Cblog <- count(Tblog, word)
Cnews <- count(Tnews, word)
Ctwitter <- count(Ttwitter, word)
The following code is used to determine some useful statistics for each source in a table
Table1 <- data.frame(Source = c("Blog", "News", "Twitter"))
Table1$Lines <- c(nrow(blog), nrow(news), nrow(twitter))
Tablelist <- list(Cblog$n,Cnews$n, Ctwitter$n)
Table1$Count <- lapply(Tablelist, sum)
Table1$Unique <- lapply(Tablelist, length)
Table1$"Words per line" <- round(as.numeric(Table1$Count)/Table1$Lines,1)
Table1$"% unique" <- round(as.numeric(Table1$Unique)/as.numeric(Table1$Count)*100,1)
It is helpful to look at the top ten used words for each source.
topblog <- Cblog %>% arrange(desc(n)) %>% filter(row_number() < 11)
topnews <- Cnews %>% arrange(desc(n)) %>% filter(row_number() < 11)
toptwitter <- Ctwitter %>% arrange(desc(n)) %>%
filter(row_number() < 11)
The top ten results can be represented in a bar graph with the following code:
Datasum <- data.frame(Source = c(rep("Blog",10), rep("News",10), rep("Twitter",10))
,Word = c (topblog$word, topnews$word, toptwitter$word),
Count = c (topblog$n, topnews$n, toptwitter$n))

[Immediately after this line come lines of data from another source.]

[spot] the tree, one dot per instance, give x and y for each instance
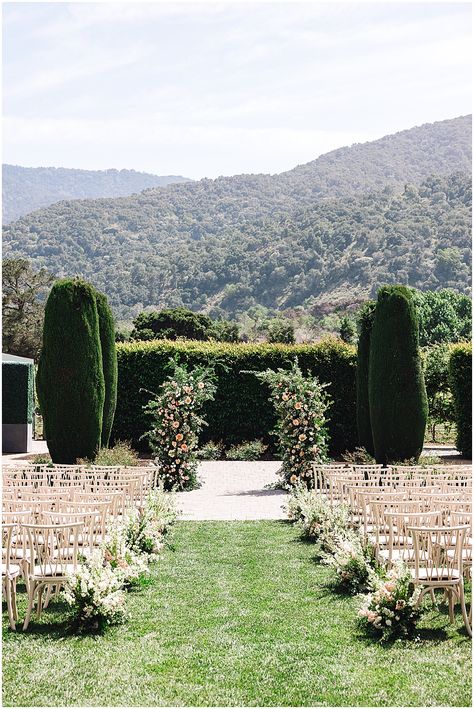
(365, 322)
(397, 394)
(444, 316)
(23, 307)
(440, 400)
(347, 330)
(280, 330)
(109, 365)
(70, 381)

g <- ggplot(Datasum, aes(x= Word, y = Count)) + geom_bar(stat = "identity") +
aes(fill=Source) + labs(title = "Top 10 word counts by source")

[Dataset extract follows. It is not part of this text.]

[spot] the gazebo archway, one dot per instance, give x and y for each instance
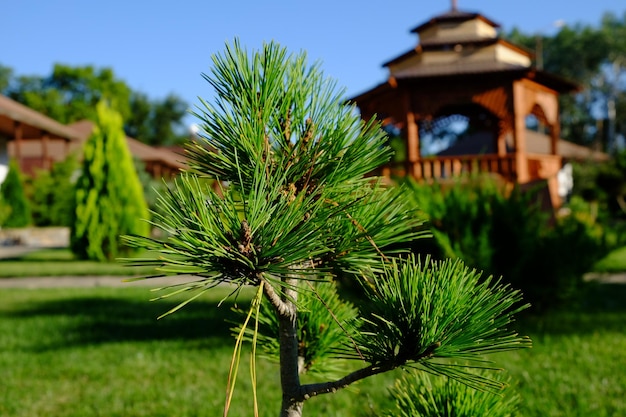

The previously generated table that expresses statistics on the different data sets can be found here:
## Source Lines Count Unique Words per line % unique
## 1 Blog 899288 38154238 360784 42.4 0.9
## 2 News 77259 2693898 89335 34.9 3.3
## 3 Twitter 2360148 30218125 383565 12.8 1.3
The plot of the top ten results by source is here:
From the summary table it is clear the largest data sets are from twitter and from blogs in terms of the number of lines and the number of words. The news set may be the smallest but it has the highest percent of unique words. It is no surprising that the twitter set has the lest number of words per line. In terms of the top ten words, it is clear that there is a large number of overlap between each set as all the top ten words are included in a list of 13 words. The words themselves seem to be the most common words in the English language.